Maybe they should build a city in the ocean where these intellectuals have full control. Maybe experiment with some cool drugs.
Would you kindly come join us?
Sounds positively Rapturous
Lmfao, I'd pay to watch them descend in to chaos as they insist on ranking each other by importance or whatever arbitrary measure of superiority they choose, because they simply can't function otherwise, until they all end up dead from refusing to "lower" themselves to cooperate with "inferiors".
There’s an event coming up in November you’re really going to enjoy.
If only.. But I suspect whatever happens in November, it isn't going to be pleasing at all (to me as an anarchist, anyway), especially because it isn't themselves they consume, like the hypothetical "intellectuals" on the desert island would, but the rest of us, and those most vulnerable first.
I imagine the UN wouldn't let an author publish something that calls for revolution though lol
Sure, but they shouldn't be publishing this garbage either.
That would be the first time the UN actually did anything.
Usually most sane people go "Hunger is used to extract labour from people so rich people can make money, so we should change this state of affairs" not "this is good and how we should continue, in an evil usually the preserve of 19th century British Imperial officials."
How does the saying go? When your only tool is a hammer, every problem is a nail?
The only tool he has is what capitalism gave him - the idea that people will only work if threatened with starvation, homelessness, or other punishment.
The idea that the benefit of a community and society at large, and by direct extension - our own, could motivate people, or to be more precise, the idea that society would benefit everyone not just a "select" few, doesn't even come in to consideration.

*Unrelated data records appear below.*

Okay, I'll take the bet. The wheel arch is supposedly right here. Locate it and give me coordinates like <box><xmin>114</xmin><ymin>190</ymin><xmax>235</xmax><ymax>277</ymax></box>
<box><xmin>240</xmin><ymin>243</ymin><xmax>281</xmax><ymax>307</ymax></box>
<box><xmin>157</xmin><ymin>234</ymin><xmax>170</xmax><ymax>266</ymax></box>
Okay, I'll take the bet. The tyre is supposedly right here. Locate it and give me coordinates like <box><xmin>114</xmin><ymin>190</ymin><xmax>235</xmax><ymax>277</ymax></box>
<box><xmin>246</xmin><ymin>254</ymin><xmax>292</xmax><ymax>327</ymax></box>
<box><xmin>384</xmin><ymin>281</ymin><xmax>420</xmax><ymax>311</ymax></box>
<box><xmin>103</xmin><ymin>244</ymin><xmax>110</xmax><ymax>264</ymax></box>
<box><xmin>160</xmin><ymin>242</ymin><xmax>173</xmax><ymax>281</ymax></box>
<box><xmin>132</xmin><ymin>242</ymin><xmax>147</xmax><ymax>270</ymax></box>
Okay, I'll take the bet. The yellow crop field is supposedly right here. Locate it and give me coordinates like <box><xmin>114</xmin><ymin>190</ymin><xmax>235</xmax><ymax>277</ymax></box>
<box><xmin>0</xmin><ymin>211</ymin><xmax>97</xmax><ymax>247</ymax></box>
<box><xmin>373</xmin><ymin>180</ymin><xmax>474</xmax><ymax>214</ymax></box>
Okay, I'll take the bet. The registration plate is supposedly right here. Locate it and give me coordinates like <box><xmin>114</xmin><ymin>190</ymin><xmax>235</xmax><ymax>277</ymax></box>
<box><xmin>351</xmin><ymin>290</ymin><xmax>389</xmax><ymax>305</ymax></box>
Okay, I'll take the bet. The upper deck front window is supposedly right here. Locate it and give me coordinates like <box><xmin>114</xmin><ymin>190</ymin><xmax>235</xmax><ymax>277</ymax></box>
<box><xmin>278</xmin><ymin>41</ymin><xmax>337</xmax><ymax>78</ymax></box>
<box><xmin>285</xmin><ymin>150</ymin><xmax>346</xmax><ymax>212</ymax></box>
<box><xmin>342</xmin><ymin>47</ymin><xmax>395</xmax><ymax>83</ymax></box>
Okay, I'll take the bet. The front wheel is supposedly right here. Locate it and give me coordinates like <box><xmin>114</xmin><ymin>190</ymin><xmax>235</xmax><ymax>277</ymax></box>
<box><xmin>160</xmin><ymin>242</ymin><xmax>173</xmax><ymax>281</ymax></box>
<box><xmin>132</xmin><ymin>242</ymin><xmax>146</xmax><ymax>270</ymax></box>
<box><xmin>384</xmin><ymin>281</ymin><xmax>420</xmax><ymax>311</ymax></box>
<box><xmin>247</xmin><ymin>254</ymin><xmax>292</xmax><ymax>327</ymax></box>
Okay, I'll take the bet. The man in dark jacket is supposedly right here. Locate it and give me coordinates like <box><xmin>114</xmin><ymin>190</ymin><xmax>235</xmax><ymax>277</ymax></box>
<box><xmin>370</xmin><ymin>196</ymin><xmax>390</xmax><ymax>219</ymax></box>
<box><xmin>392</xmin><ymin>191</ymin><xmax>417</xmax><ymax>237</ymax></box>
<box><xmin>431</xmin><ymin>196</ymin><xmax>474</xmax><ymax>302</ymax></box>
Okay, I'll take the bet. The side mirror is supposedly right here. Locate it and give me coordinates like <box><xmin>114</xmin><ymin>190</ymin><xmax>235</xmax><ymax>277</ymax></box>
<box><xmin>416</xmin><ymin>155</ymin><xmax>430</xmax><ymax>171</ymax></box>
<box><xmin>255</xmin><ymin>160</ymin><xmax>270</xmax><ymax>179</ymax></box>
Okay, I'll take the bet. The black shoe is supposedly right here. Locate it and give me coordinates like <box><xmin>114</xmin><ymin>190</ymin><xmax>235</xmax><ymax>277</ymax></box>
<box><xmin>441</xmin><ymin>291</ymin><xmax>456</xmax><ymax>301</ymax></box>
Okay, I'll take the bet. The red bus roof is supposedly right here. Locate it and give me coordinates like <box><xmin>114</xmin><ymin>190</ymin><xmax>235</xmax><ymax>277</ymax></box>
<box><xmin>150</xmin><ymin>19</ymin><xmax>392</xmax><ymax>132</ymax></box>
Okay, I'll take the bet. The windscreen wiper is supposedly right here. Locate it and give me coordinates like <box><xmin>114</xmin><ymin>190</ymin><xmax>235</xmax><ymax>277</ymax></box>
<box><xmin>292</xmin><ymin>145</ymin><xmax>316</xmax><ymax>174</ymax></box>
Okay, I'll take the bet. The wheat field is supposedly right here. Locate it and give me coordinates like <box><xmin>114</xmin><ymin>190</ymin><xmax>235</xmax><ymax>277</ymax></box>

This is such a common pitfall that even self-described communists fall into it as well. When you hear people talk about a "dictatorship of the proletariat," what they're describing tends to devolve into "a class of intellectuals needs to guide the working class to the correct decisions" when questioned about what a "dictatorship of the proletariat" actually entails. Often they'll try to justify it by saying it's only temporary, but we all know how that pans out (see the USSR). This is why I consider myself an anarchist rather than a communist and regularly critique marxism-leninism.
If i recall correctly, this is basically the entire premise to Animal Farm. Great book.
Isn't this what Anarchists and other Anti-capitalists have been saying for well over 100 years? That despite having the ability for abundance, we use scarcity to extract labour from people to make rich fuckers money?
Lenin made the clearest case for it in Imperialism, the Highest Stage of Capitalism. Financial and Industrial Capital is exported directly to the sources of raw materials and lower cost of living, which is then hyper-exploited for super-profits domestically.
Even within Capitalist countries, starvation is kept dangerous because Capitalism requires a "reserve army of labor," as Marx put it. It's the idea of "if you weren't doing this job, someone would kill for it" that suppresses wages.